Dünyanın en güzel, en tuhaf, en yabani ve aynı zamanda en evcil duygusudur aşk. Teorik olarak aşık olacağımız kişiyi seçmekte özgürüz gibi görünüyoruz. Birçoğumuz eş adaylarımızı kendimiz, özgür irademizle seçiyoruz, buna zorlanmıyoruz. Ama yine de aşık olduğumuz kişiyi seçmemiz tam anlamıyla, dışsal ya da içsel faktörlerden bağımsız değil. Kimi aşık olacağımız ve kime çekim hissedebileceğimize dair duygularımız, aklımıza hiç gelmeyecek bir yere dayanabiliyor: Çocukluğumuza. Psikolojik geçmişimiz bizi, 'sadece belirli insan tiplerine aşık olmaya' yatkın hale getiriyor. Genellikle çocukluğumuzda geliştirdiğimiz alışkanlık ve rutinler doğrultusunda aşık oluyoruz. Küçükken sevgi olarak tanımladığımız hisleri yeniden sağlayabilen insanları arıyoruz. Ama bu noktada bir sorun çıkıyor: Çocukluğumuzda içselleştirdiğimiz sevginin; sadece cömertlik, şefkat ve incelikten oluşmuş olma ihtimali oldukça düşük.
Örneğin, "Hiçbir zaman yeterince iyi olamıyorum" hissinin sebebi; kırılgan ya da depresif bir anne/babaya duyulan sevgiden; bu anne/babanın yanında hiçbir zaman savunmasız kalamadığımızdan kaynaklanıyor olabilir. Bu durum bizi, incelikli davranan partnerlerden daha çok, aşina olduğumuz karakterlerde sevgililer aramaya itiyor. Başka bir örnek: Sesini yükselten bir anne/babaya sahip olmuş olabiliriz. Onu sevmişizdir; bu yüzden de sinirlendiğinde "Hata bende galiba" hissine kapılmışızdır. Bu durum ürkek ve aciz hissetmemize sebep olmuştur. Şimdiyse aşık olduğumuz kişi sinirlendiğinde çocuk gibi tepki veririz: Surat asarız, suçlu hissederiz, üstümüze geliniyordur ancak biz de eleştiriyi hak etmişizdir. Ya da belki de çok çabuk incinen, hassas, savunmasız bir ebeveyniniz vardı; o sebeple de zayıf ve sizden ilgi talep eden insanlara aşık oluyorsunuz.

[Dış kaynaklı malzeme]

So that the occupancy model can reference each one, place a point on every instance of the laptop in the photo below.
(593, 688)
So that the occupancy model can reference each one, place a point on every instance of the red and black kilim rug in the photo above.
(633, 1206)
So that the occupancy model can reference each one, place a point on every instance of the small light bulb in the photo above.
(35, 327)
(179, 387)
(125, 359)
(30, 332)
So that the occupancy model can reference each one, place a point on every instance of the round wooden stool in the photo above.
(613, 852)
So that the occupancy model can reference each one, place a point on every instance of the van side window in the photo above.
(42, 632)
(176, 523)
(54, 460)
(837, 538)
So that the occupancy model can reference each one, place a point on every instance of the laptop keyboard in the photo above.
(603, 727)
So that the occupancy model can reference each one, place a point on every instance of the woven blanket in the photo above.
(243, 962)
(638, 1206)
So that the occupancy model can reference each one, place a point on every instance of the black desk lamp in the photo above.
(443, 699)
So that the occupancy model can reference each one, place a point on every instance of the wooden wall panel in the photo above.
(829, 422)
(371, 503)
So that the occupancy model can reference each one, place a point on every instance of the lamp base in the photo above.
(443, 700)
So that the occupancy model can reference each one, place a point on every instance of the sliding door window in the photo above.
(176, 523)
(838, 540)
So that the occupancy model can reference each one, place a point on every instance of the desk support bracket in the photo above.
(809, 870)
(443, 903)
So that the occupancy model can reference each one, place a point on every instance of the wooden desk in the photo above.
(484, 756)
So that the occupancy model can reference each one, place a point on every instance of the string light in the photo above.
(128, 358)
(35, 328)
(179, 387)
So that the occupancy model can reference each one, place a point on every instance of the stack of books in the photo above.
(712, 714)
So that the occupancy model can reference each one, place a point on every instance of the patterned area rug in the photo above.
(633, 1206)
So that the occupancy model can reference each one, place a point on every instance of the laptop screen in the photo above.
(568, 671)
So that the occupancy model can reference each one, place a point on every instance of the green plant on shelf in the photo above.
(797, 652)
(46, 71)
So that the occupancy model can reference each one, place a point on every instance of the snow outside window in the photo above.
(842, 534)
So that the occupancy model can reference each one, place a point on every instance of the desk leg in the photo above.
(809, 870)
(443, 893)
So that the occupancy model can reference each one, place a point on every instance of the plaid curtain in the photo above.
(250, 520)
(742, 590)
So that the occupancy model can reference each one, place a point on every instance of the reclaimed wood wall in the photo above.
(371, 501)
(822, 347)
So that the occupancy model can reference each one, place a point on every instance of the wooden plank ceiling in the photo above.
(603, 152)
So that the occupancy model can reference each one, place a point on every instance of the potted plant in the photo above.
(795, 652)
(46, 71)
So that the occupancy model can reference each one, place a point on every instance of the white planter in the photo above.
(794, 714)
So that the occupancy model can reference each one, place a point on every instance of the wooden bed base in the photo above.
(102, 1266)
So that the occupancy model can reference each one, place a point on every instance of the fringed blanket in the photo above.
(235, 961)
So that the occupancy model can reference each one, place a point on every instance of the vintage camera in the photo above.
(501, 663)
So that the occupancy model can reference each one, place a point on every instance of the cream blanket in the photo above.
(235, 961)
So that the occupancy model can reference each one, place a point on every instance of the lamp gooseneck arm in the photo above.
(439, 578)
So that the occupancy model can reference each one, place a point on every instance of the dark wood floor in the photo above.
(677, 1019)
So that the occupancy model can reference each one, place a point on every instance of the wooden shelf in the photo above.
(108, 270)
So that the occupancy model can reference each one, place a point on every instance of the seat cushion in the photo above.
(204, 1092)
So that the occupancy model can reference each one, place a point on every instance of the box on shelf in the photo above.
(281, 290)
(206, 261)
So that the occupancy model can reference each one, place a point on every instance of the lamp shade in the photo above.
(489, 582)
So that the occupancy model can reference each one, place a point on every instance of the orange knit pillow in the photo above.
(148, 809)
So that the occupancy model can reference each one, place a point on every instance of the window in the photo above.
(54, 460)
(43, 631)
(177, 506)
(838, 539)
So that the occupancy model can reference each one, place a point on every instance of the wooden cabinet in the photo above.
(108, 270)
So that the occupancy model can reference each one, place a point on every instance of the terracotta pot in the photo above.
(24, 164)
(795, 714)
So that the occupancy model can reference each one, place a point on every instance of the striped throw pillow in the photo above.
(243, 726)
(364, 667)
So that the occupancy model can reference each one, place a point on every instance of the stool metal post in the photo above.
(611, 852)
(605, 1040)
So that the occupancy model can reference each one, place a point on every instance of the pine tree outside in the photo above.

Aslında düşünmemiz gereken düşünce "Aşkın gerçek olduğunu hissetmem için yaşamam gereken sıkıntıları bana yaşatmayacak biri" cümlesidir. Sorunlu insanlara aşık olanlara, genelde o insanlardan ayrılmaları ve psikolojik olarak daha sağlıklı bir sevgili bulmaları söylenir. Bu nasihat teoride mantıklı ama pratikte imkansız gibi görünür. Çekim gücünü sihirli bir değnekle başka bir yöne yönlendiremeyiz. Aşık olduğumuz insan tipini değiştirmeyi amaçlamaktan ziyade, geçmişimizin bize aşık olmamızı söylediği insanlar karşısındaki davranış ve tepkilerimizi değiştirebiliriz. Sorun yaşamamızın sebebi, aşık olduğumuz insanlar karşısında çocukluğumuzdaki davranışlarımızı sürdürüyor olmamız.
İçgüdülerimizi yeniden tasarlamaya çalışmak yerine, aşık olduğumuz kişilere çocukluğumuzdaki gibi değil de, daha olgun ve yapıcı, yani rasyonel bir erişkin gibi karşılık vermeyi öğrenmeliyiz. Bu yazıyı okuyorsanız; büyük ihtimalle arzularınızı ve çocuksu savunma davranışlarımızı tetikleyen, karmaşık sorunlara sahip biriyle birliktesiniz. Bilin ki çözüm, ilişkiyi bitirmek değil. Çözüm; çekici gelen bu güçlükleri, olgunlukla karşılamak. Olgunluğa erişmiş birine aşık olmak, muhtemelen yapabileceğiniz bir şey değil. Ancak partnerinizin olgun olmayan tarafları karşısında olgun davranmak sizin elinizde.